The Offaly golfer has had a mixed 2017, with four missed cuts tempered by four top-20 finishes at the BMW PGA Championships at Wentworth in May, and the Memorial tournament, the Phoenix Open and Pebble Beach on the PGA Tour.
"I suppose I was very optimistic going into last week," Lowry said.
"To be honest I felt like I was going in the right direction. That is just a minor speed bump.
"I felt like I've played quite good over the past few months and since Augusta [a missed cut at the Masters in April] I've felt like my game turned around a little bit."
Lowry says he feels confident going into this week's Irish Open in Portstewart, a tournament he won as an amateur in 2009.
"I'm still fairly happy where my game is, I went out late Saturday and Sunday evening and played a few holes up in the Castle and my game is still quite good," the 30-year-old continued.

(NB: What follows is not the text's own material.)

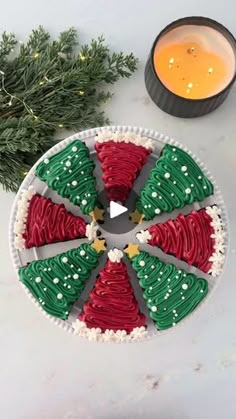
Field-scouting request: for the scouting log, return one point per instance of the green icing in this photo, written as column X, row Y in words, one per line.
column 171, row 294
column 70, row 174
column 55, row 283
column 175, row 181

"I’m hitting the ball well and everything feels quite comfortable. Any interviews that I did last week, I did say that I felt I was going to have a good summer, and I still feel that way. I definitely don't feel any different."
Lowry has been working with sports psychologist Gerry Hussey for the past year, after deciding he needed to focus on the mental aspect of his game following his second-placed finish behind Dustin Johnson at the US Open in 2016.
"My patience levels are very good, mentally I'm very good on the course at the minute," he said.
"The last three months I feel have been a lot better, so there's no point talking about the nine months previous because then I'm just going to get myself in a bad frame of mind again."
With five of the world's top 20 competing at Portstewart, and Northern Ireland golfers Rory McIlroy, Graeme McDowell, Darren Clarke all in action, Lowry is relishing the opportunity to focus on his own game with the media spotlight concentrated elsewhere.
"I feel I can go up there, do my own thing, come in under the radar a little bit," he said.
"Try and sneak in there and do alright. Maybe a few years ago I'd be put out by things like that but now I know it’s part of the job and it's what you have to do."